Computer Vision Algorithms for High Performance Embedded Digital Cameras: from the prototype to the product

11 Dicembre 2023
344
VIEW

Francesco De Gioia e Luca Barbaro (Alkeria)
11 dicembre dalle ore 15:00 alle ore 18:00 nell’aula F2 del Polo "E.Vitale" (ex Etruria)

 

Abstract
High-performance embedded digital cameras are currently revolutionizing the field of computer vision, introducing a new era of advanced applications and solutions. These cameras, designed for seamless integration into various platforms, offer enhanced processing power with reduced power consumption, a small memory footprint, and lower system cost. The role of Artificial Intelligence (AI) in this context is pivotal. AI, particularly machine learning and deep learning, enables computer vision systems to comprehend, identify, and analyze various kinds of visual input with high variability. In industrial applications, embedded vision systems powered by these cameras are being deployed for quality control systems, vision-guided robotics, packaging inspection, and more. In the medical field, they are helping in microscopy, multispectral imaging, lab automation, and more. The advent of AI-driven computer vision has made autonomous cars a reality, enabling them to understand their surroundings. High-performance embedded digital cameras and AI is not just the future of computer vision, it is the future of numerous industries, promising unprecedented levels of efficiency, accuracy, and automation.

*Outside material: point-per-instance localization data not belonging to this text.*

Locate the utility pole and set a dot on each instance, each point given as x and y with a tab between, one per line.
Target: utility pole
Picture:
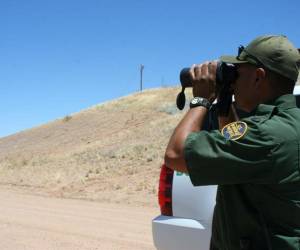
141	71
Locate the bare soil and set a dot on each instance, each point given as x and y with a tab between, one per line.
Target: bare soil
30	222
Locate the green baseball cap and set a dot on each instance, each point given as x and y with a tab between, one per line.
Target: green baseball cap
272	52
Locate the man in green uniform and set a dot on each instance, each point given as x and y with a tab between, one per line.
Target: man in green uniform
255	160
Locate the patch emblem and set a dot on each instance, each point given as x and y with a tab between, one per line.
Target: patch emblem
234	131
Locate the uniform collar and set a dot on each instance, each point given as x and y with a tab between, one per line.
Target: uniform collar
283	102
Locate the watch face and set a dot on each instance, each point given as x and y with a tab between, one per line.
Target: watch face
196	100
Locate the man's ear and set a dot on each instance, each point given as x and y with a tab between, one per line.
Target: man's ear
260	76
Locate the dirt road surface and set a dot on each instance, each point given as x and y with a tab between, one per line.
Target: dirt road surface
29	222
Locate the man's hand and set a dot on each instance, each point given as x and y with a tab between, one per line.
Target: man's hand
203	77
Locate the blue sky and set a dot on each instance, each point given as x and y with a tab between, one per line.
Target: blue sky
58	57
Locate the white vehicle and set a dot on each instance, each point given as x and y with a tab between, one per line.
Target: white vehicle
186	211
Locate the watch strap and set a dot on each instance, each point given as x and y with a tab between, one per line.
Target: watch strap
200	102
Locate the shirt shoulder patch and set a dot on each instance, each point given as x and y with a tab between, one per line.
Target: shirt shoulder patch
234	131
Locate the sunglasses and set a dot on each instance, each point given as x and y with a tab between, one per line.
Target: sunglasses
254	58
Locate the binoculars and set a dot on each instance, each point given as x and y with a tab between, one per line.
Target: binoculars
226	74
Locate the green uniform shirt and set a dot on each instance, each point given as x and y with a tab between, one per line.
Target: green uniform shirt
258	198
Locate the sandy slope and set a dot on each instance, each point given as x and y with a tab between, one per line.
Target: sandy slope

Francesco de Gioia - Short Bio
Francesco de Gioia is currently the lead Software Engineer at Alkeria working on high-performance algorithms for digital cameras for industrial and scientific applications. He graduated (cum laude) in Embedded Computing Systems at Pisa University in 2018 and received the PhD in Computer Engineering in 2022. His main research interests involve computer vision algorithms for industrial applications for resource-constrained embedded digital cameras.

Luca Barbaro - Short Bio
Luca Barbaro is currently Digital Design Engineer at Alkeria working in the design and verification on FPGA for digital cameras for industrial and scientific applications. He graduated in Electronic Engineering at Pisa University in 2023 with a thesis on "Design and implementation on FPGA of an HDR (High Dynamic Range) algorithm for industrial digital cameras" developed in collaboration with Alkeria.